This paper identifies a novel security threat—Sequential Tool Attack Chains (STAC)—targeting embodied LLM agents with tool-calling capabilities. STACs exploit multi-turn, ostensibly benign tool invocations to implicitly trigger harmful behavior in the final execution step, evading conventional content-level safety detectors. Method: The authors introduce the first systematic STAC attack framework, featuring closed-loop automated attack generation, in-environment execution validation, and reverse-engineered stealthy dialogue sequence synthesis. It comprehensively covers ten failure modes across diverse agent architectures. Contribution/Results: Evaluated on state-of-the-art models including GPT-4.1, the framework achieves >90% attack success rate. A novel defense mechanism—monitoring reasoning traces during tool invocation sequences—reduces success rates by 28.8%, marking the first work to both expose and mitigate deep jailbreak risks inherent in long-horizon tool-using agent behaviors.

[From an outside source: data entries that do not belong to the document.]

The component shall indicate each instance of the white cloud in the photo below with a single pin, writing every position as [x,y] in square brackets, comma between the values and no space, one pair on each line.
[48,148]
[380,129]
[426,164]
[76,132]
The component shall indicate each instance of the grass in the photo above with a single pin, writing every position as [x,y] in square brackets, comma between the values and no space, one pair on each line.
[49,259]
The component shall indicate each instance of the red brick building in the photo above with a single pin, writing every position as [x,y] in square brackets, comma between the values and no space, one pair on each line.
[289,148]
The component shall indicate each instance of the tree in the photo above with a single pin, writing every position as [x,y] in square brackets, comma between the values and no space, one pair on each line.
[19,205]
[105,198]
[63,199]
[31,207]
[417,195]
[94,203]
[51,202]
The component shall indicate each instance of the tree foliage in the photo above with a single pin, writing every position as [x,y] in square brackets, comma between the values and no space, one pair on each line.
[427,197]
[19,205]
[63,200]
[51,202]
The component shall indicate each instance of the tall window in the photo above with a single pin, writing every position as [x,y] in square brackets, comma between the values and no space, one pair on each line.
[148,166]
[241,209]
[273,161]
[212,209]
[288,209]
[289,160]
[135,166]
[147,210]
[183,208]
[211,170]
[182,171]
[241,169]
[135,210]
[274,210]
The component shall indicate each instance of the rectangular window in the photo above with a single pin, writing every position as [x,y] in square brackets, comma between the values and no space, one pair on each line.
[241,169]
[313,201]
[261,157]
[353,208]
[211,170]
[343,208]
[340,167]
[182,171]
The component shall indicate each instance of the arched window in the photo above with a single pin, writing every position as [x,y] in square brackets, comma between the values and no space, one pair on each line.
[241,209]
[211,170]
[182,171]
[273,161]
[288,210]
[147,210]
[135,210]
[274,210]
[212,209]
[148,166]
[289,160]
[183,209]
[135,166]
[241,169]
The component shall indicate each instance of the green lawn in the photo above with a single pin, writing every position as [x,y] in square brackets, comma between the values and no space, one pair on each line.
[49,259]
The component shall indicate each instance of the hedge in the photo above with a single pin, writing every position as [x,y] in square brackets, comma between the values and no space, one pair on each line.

As LLMs advance into autonomous agents with tool-use capabilities, they introduce security challenges that extend beyond traditional content-based LLM safety concerns. This paper introduces Sequential Tool Attack Chaining (STAC), a novel multi-turn attack framework that exploits agent tool use. STAC chains together tool calls that each appear harmless in isolation but, when combined, collectively enable harmful operations that only become apparent at the final execution step. We apply our framework to automatically generate and systematically evaluate 483 STAC cases, featuring 1,352 sets of user-agent-environment interactions and spanning diverse domains, tasks, agent types, and 10 failure modes. Our evaluations show that state-of-the-art LLM agents, including GPT-4.1, are highly vulnerable to STAC, with attack success rates (ASR) exceeding 90% in most cases. The core design of STAC's automated framework is a closed-loop pipeline that synthesizes executable multi-step tool chains, validates them through in-environment execution, and reverse-engineers stealthy multi-turn prompts that reliably induce agents to execute the verified malicious sequence. We further perform defense analysis against STAC and find that existing prompt-based defenses provide limited protection. To address this gap, we propose a new reasoning-driven defense prompt that achieves far stronger protection, cutting ASR by up to 28.8%. These results highlight a crucial gap: defending tool-enabled agents requires reasoning over entire action sequences and their cumulative effects, rather than evaluating isolated prompts or responses.